= List of people associated with the eurozone crisis =

This is a list of people associated with the euro area crisis.

==B==
- José Barroso: Portuguese former President of the European Commission; formerly Prime Minister of Portugal.
- Silvio Berlusconi: Italian businessman and politician, who served four controversial terms as Prime Minister of Italy, and particularly at the time of the euro area crisis, resigning in November 2011.

==C==
- David Cameron: former Prime Minister of the United Kingdom (11 May 2010 – 13 July 2016), who initiated the referendum in which the majority of voters chose that the UK should leave the European Union.
- Brian Cowen: Irish politician who served as Taoiseach (prime minister) of Ireland and whose administration coincided with the Irish financial and banking crises. He was also the Minister for Finance in the four years preceding the crisis (2004–2008) when repeated warnings about the property, construction & banking industry were ignored.

==D==
- Charles Dallara: American managing director of the Institute of International Finance, which has played a prominent role in the euro area crisis.
- Jeroen Dijsselbloem: Dutch politician of the Labour Party and Minister of Finance of The Netherlands; president of the Euro Group since 21 January 2013.
- Mario Draghi: Italian president of the European Central Bank; formerly the governor of the Bank of Italy.

==E==
- Andrea Enria: Italian chairman of the European Banking Authority, formerly head of bank supervision at the Bank of Italy.

==H==
- François Hollande: President of the French Republic from May 2012 until May 2017.

==J==
- Jean-Claude Juncker: Luxembourger politician and President of the European Commission; former Prime Minister of Luxembourg; former president of the Eurogroup (from 2005 until January 2013).

==L==
- Christine Lagarde: French managing director of the International Monetary Fund; formerly French Minister of Economic Affairs in the government of Dominique de Villepin.
- Enrico Letta: Former Prime Minister of Italy (28 April 2013 – 21 February 2014); professor of probability in economics.
- Brian Lenihan Jnr: Former Irish Minister for Finance (2008–2011) during the Post-2008 Irish economic downturn

==M==
- Emmanuel Macron: President of the French Republic since May 2017, former investment banker at Rothschild & Cie Banque.
- Brendan McDonagh: managing director of the National Asset Management Agency in the Republic of Ireland.

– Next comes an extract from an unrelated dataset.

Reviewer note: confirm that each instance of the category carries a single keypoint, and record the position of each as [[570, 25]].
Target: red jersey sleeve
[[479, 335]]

NAMA was created by the Government of Ireland in late 2009, in response to the Irish financial crisis and the deflation of the Irish property bubble.
- Angela Merkel: Chancellor of Germany and Chairwoman of the Christian Democratic Union (CDU).
- Mario Monti: Italian economist and academic, former Prime Minister of Italy and Minister of Economy and Finance; also formerly a European Commissioner.

==P==
- Lucas Papademos: Greek economist, former Caretaker Prime Minister of Greece, serving from the resignation of George Papandreou in November 2011 and until the June 2012 general election; formerly Governor of the Bank of Greece and Vice President of the European Central Bank.
- George Papandreou: Greek politician who served as Prime Minister of Greece during the outbreak of the Greek government-debt crisis.
- George Papaconstantinou: Greek economist and politician, who served as Minister of Finance during the outbreak of the crisis and signed the first EU/IMF bailout for Greece.

==R==
- Klaus Regling: German economist and the current chief executive officer of the European Financial Stability Facility (EFSF).
- Olli Rehn: Finnish politician, currently serving as European Commissioner for Economic and Financial Affairs, after serving as Commissioner for Enlargement.
- Matteo Renzi: Prime Minister of Italy since 22 February 2014.
- Herman Van Rompuy: Belgian politician of the Christian Democratic and Flemish party; former President of the European Council.
- Mariano Rajoy: Prime Minister of Spain since 2011.

==S==
- Antonis Samaras: Greek economist and politician; former Prime Minister of Greece (20 June 2012 – 25 January 2015).
- Nicolas Sarkozy: French politician who served as President of the French Republic during the euro area crisis and until May 2012.
- Wolfgang Schäuble: German politician of the Christian Democratic Union (CDU), current president of the Federal Parliament and former Minister of Finance in the Angela Merkel government (October 2009–24 October 2017).

==T==
- Jean-Claude Trichet: French banker who served as president of the European Central Bank during the euro area crisis.
- Euclid Tsakalotos: Greece's Minister of Finance from 23 September 2015 until 9 July 2019.
- Alexis Tsipras: Prime Minister of Greece from 26 January 2015 until 8 July 2019.
- Donald Tusk: Polish politician; President of the European Council since 1 December 2014.

==V==
- Yanis Varoufakis: economist, author, blogger, and former Greek Minister of Finance for the period 27/1–6/7/2015. Founder of the Democracy in Europe Movement 2025 (DiEM 2025) in 2016.